Jean Genet and Genesis from Death

I may here add one author to the tradition of talking with the dead, Jean Genet. I have treated the numerous rituals of death in Genet’s poems, novels, plays, and essays in the light that the so called “thanato-genetic” hypothesis of a French philosopher Francois Bucher (according to this hypothesis, language as such originates from the experience of the death of the other). This time, I just concentrate on one passage from his work, a passage that has haunted me for years.

In a superb essay, “L’atelier d’Alberto Giacometti,” Genet gives the following definition:

No, no, the work of art is not intended for future generations. It is offered to the innumerable people of the dead. Who welcome it. Or reject it. But these dead I was speaking of have never been alive. Or I’m forgetting. They were alive enough to be forgotten, and the purpose of their life was to make them pass over to that calm shore where they wait for a sign – from here – that they recognize.[12] (311)

The context where Genet writes these words is an attempt to describe the effect that Giacometti’s works create in the viewer. And indeed, the work of Giacometti, the skeleton-like figures in archaic postures, with a surface that looks like it has been burned, may indeed lead us to think that the distance they are looking at is the land of the dead. But the general form of Genet’s argument underlines that it is not only Giacometti’s works that we can think as offerings to the dead, but all works of art in general.

The claim that works of art offered to the innumerable people of the dead sounds, of course, like a paradox, at least if we hold on to the idea that the dead belong to the past.Although the idea that the dead speak to us in written texts may sound a bit nechromantic, it still does not yet disturb the temporal logic. We can see the traces of the past, and like Petrarch, we often think that we can hear the work of past generations in their writings, but not vice versa: past generations cannot hear us. The conversations with the dead are one-sided, or as Pieters puts it: “The dead gain very little from the conversations that we have with them.” But here Genet turns the normal relations between the past and the present upside down. The work of art is not intended to the use of future generations, but to the use of past generations. The success of the work of art, the judgment of time, is not dependent on the reception of the audience in future, but on the audience in the past “who welcome it” or “who reject it.”

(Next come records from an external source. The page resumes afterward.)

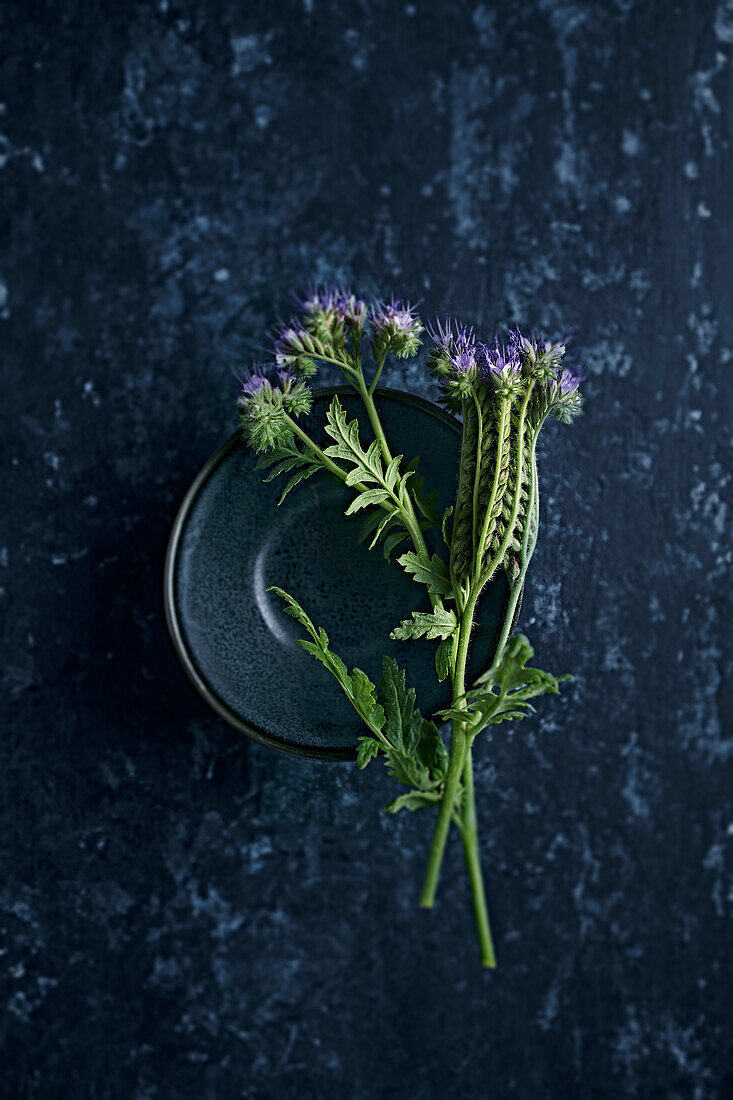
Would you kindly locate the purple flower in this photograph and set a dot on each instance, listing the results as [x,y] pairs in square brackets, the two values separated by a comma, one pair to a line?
[397,316]
[396,329]
[286,377]
[334,305]
[542,356]
[253,382]
[569,382]
[503,361]
[458,347]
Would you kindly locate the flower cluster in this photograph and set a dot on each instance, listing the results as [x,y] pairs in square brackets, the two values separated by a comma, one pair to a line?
[465,366]
[266,408]
[455,361]
[396,329]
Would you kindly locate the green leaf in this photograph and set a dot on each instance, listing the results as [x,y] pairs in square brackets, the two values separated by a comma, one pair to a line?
[283,466]
[393,541]
[372,520]
[357,684]
[368,749]
[442,658]
[441,623]
[363,499]
[426,504]
[446,516]
[413,800]
[297,477]
[402,721]
[392,473]
[505,690]
[433,572]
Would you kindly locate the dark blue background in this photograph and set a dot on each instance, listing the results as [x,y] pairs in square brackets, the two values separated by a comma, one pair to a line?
[185,915]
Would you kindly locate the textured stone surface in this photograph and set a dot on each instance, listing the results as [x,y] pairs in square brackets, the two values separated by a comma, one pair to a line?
[184,915]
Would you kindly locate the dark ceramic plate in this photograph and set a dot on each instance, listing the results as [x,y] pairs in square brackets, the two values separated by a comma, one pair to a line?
[230,542]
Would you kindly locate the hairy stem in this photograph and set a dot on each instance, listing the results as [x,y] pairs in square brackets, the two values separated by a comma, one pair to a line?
[504,425]
[469,832]
[477,475]
[317,451]
[458,743]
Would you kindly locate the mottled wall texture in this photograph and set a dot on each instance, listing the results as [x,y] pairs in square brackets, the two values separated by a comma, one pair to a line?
[184,914]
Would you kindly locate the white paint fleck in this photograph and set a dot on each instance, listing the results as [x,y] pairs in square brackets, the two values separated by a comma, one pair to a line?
[631,143]
[723,24]
[262,116]
[249,52]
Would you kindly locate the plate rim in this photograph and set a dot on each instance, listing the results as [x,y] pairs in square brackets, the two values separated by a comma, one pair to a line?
[218,704]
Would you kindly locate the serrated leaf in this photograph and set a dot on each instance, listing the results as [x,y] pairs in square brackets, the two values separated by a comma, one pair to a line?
[413,800]
[363,499]
[393,541]
[446,516]
[441,623]
[357,684]
[431,572]
[283,466]
[402,722]
[372,520]
[392,472]
[368,749]
[296,479]
[504,691]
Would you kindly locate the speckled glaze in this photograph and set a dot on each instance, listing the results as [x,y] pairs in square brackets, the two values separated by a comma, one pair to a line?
[230,541]
[185,914]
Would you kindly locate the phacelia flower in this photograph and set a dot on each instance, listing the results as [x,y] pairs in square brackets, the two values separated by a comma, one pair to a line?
[253,382]
[540,358]
[565,398]
[502,367]
[294,348]
[396,329]
[264,408]
[455,361]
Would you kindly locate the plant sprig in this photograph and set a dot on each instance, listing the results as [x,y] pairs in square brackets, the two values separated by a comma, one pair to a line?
[504,393]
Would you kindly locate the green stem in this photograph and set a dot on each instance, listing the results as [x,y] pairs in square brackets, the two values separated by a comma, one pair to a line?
[469,832]
[458,744]
[477,476]
[509,535]
[504,425]
[316,450]
[409,516]
[376,375]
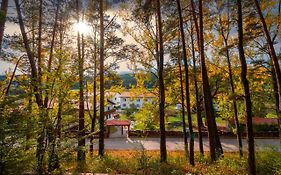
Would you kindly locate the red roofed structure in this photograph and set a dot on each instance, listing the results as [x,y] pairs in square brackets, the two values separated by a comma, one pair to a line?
[121,123]
[264,121]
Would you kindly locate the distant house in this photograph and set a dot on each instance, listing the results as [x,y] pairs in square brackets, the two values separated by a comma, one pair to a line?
[127,99]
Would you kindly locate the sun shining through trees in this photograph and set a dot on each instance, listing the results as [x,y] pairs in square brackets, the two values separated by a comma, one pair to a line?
[82,28]
[141,84]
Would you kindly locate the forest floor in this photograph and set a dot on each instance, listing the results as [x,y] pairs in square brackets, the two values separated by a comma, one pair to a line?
[174,144]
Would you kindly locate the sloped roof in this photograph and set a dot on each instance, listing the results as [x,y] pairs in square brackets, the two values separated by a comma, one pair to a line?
[128,94]
[117,123]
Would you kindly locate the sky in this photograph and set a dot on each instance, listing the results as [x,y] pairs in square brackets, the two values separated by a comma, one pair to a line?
[12,28]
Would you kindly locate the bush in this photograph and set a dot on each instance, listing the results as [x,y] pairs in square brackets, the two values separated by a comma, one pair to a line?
[268,162]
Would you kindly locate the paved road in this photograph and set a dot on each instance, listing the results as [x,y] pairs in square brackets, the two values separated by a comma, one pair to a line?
[229,144]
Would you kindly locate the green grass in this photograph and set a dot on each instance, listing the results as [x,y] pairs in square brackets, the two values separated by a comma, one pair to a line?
[147,162]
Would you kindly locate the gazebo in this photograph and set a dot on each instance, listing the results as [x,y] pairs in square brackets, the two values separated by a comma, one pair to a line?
[121,123]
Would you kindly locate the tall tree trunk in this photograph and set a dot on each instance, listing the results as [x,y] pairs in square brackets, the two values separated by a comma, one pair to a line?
[235,111]
[248,105]
[163,150]
[214,140]
[93,123]
[3,14]
[101,119]
[225,36]
[182,106]
[34,81]
[274,59]
[39,52]
[81,155]
[49,68]
[198,108]
[191,141]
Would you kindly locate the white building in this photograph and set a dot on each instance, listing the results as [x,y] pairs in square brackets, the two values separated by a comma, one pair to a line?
[128,99]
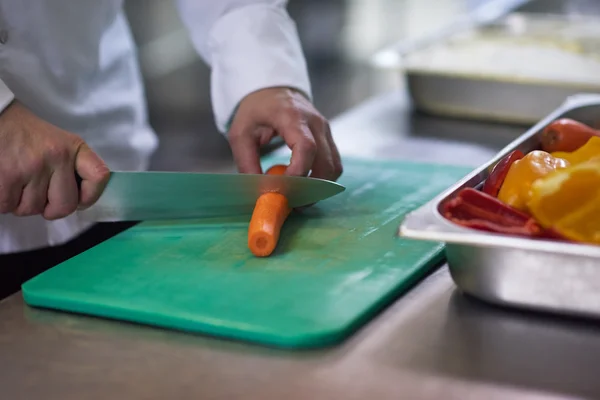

Or, are the dead still present, somehow? Do they continue their lives as ghosts? In his play Paravents, Genet reserves part of the stage to the people of the dead. When characters die on stage, they don’t disappear totally, they just move to another part of the stage. Perhaps Genet believed in ghosts.

However, in the passage that we just quoted, Genet immediately makes a reservation: “But these dead that I am speaking of have never been alive.”This is, of course, creates another paradox. What kinds of dead have never been alive? Should we think that these dead exist, after all, somewhere in future? Are they perhaps those who are still unborn? Does Genet mean that we are, in a way, dead not only after our death but also before our birth? But this interpretation would be at odds with Genet’s insistence that art is not intended for future generations.